While I enjoy the film because of it's unique story, tonight it just opened up the emptiness of what is NOT in my life, things I  so obviously WANT - Someone to give my heart to, a FULL life with Mom, having a Father/Son day (as the child!), having a Father/Son day (as the Dad!), having family gatherings on a regular basis, and having an overwhelming sense of happiness in my ho-hum existence.

Luckily, this is a mood that passes. I don't feel left out or cheated, I don't feel despair at the current situation, even if Mom didn't have a good day. I look back at my decisions and am OK with the way things played out.

But....

.....when THIS mood hits, the holes are exposed and the pain of loss /unsuccessfullness /defeat is felt fully.

I had a thought. If I won the lottery, what would I trade it for, if I could?
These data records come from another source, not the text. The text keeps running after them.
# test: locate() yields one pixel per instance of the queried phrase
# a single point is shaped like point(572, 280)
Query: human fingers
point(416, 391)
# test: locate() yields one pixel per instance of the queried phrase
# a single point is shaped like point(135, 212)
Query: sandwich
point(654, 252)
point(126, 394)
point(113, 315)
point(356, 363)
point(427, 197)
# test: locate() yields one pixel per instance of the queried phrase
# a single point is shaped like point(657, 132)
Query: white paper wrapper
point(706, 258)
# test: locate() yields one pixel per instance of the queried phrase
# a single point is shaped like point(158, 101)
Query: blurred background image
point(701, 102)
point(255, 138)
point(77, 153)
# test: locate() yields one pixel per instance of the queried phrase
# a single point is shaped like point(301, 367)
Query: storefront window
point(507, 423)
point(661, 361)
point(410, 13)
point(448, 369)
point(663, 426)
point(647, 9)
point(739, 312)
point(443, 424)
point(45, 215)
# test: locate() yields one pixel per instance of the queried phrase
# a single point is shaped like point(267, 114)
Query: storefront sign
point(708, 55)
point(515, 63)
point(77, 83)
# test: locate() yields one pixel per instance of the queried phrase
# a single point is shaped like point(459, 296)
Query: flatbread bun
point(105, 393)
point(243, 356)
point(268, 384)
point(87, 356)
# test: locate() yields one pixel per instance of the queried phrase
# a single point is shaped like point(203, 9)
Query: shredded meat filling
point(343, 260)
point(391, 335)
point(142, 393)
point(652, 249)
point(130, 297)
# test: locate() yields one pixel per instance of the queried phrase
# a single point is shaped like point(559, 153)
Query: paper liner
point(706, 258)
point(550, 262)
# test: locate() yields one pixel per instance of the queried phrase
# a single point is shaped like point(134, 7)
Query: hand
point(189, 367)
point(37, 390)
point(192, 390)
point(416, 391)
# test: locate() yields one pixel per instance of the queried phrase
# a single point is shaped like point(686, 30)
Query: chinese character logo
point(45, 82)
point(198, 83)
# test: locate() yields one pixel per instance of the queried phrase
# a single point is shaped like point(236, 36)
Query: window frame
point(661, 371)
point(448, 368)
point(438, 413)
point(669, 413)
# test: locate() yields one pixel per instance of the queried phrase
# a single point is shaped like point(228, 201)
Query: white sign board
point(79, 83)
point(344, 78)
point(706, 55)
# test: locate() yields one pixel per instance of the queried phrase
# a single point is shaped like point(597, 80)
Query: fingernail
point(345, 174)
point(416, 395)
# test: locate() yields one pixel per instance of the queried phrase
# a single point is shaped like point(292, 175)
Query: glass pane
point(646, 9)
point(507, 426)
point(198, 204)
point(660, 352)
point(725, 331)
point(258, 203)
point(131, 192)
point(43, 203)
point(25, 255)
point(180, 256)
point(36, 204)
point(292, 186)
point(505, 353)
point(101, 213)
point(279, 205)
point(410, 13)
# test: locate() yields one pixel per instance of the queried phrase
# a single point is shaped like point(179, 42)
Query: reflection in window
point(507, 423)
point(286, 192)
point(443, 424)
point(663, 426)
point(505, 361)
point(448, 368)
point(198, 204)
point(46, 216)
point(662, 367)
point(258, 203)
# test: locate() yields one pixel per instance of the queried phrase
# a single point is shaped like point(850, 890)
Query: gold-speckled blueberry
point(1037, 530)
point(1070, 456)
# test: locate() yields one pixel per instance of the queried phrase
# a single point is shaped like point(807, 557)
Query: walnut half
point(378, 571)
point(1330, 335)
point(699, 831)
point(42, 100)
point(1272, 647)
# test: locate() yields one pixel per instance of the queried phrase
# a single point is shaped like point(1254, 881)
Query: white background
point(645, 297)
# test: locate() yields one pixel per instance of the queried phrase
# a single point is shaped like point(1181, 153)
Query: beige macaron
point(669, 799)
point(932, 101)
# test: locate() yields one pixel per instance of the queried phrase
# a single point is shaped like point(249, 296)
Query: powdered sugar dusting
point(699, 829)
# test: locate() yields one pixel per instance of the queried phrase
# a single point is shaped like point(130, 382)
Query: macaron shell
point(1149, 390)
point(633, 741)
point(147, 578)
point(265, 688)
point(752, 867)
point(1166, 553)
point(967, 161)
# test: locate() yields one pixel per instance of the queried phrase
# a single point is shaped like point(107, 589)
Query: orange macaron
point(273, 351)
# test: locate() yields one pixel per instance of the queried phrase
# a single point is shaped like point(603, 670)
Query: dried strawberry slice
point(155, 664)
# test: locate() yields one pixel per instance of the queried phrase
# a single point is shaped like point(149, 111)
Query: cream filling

A Father figure I could respect?
A child that I could be proud to call my own DNA?
A Wife that thinks I am the answer to the question, "Whom do I want to spend eternity with?"
World peace?

Probably all of that and more.

Money never REALLY brought the happiness I imagined it would, when I was young and poor (and idiotic!) I only realized the value of joy when I finally came to grips with my own place as a human being. On evenings like THIS one however, the logic of those realizations are completely clouded over by the heartache and longing for what is out of reach.

I used to dwell on this bluesy outlook but, since I AM older and WISER, I don't have to... or WANT to.

Things that make you unhappy MUST be dealt with by either action or acceptance. It is the basis for making any situation better.  As I write this, I choose to shed a tear or two, whine a bit to myself, and accept that tomorrow, I will be a bit smileyer. Tomorrow I will be no closer to a Mom to have deep discussions with, a Father to share man-stuff, a child to treasure, my wife to adore.... it feels like I will NEVER have any of that.

Time to go to sleep so the sun can rise faster!